Did I mention that she was the family breadwinner, had two children and a mentally disabled husband? This is where the rest of us whining about not having enough time to write should be humbled.
Adam Dalgliesh, the contemporary detective is also a poet, although he doesn’t spout verse while investigating. The pace of her novels is deliberate and cerebral like Dalgliesh himself, although there is gore for those who want it.
I met Ivy through an author’s group where we read and reviewed each other’s work. It was there that I became immersed in the thrilling “Overboard” that takes the main character across continents in search of identity and ultimately revenge.
Ivy Ngeow was born and raised in Johor Bahru, Malaysia. She has been writing since she could hold a pencil but turned serious after graduating from Middlesex University with MA in Writing. Here she won her first international competition, the 2005 Middlesex University Literary Press Prize out of almost 1500 entrants worldwide.

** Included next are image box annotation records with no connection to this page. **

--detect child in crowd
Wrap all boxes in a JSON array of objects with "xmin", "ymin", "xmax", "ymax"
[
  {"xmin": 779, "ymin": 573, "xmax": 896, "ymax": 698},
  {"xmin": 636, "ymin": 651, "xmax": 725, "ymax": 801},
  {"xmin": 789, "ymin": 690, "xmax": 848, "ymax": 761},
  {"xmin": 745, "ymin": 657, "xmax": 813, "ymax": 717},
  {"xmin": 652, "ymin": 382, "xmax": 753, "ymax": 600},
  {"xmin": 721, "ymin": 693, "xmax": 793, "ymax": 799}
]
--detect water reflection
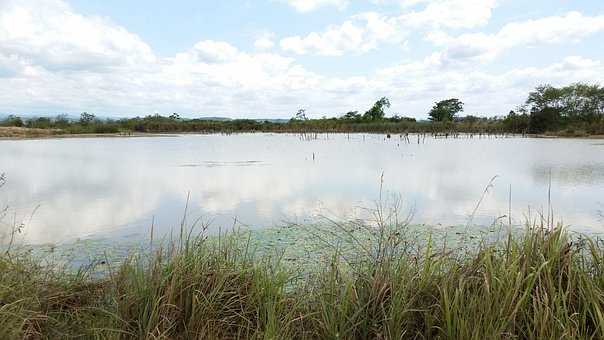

In 2016, she was awarded the International Proverse Prize in Hong Kong for her debut “Cry of the Flying Rhino “(2017). Author of four novels, among them “Heart of Glass” numerous short stories and several mini how-to lifestyle guides, she lives in London.
It is inspiring and humbling to know that Ann Cleeves had been writing steadily for 20 years before attaining recognition for her work. As a newlywed living on a remote island with her ornithologist husband, she wrote the first of the Vera Stanhope novels that have been made into a long-running television series.
While I enjoy both those books and the dramatic interpretations, I have been drawn into the Shetland Island series with Detective Inspector Jimmy Perez. You can almost hear the waves crashing against the shore and feel the wind as the melancholy Perez methodically peels back the layers of the mystery at hand. Deeply atmospheric with a good dose of the culture of living on an island, I highly recommend the Shetland series.
Ellis Peters, author of the BrotherCadfael mystery series, is one of my favorite writers. She has the ability to combine historical reality with memorable fictional people many of whom have a strong moral or religious character. Obviously one of them is the lead personage, Brother Cadfael, a Welsh-born former soldier who comes to his calling late in life at the Benedictine monastery of Shrewsbury. This English border town and castle are a perfect setting during the contested bid for monarchy in the 13th century where several battles actually occurred; it also highlights the Welsh/English cultural conflicts that exist to this day.
As Edith Pargeter she also wrote The Brothers of Gwynedd Quartet, a thoughtful reimagining of kingship of 13thcentury Wales again with strong characters, family conflict and competing alliances. It’s a terrific read.
The first in the Cadfael series, about a quarrel over the relocation of a saint’s relics, A Morbid Taste for Bones, has a twisty plot and a good dose of irony.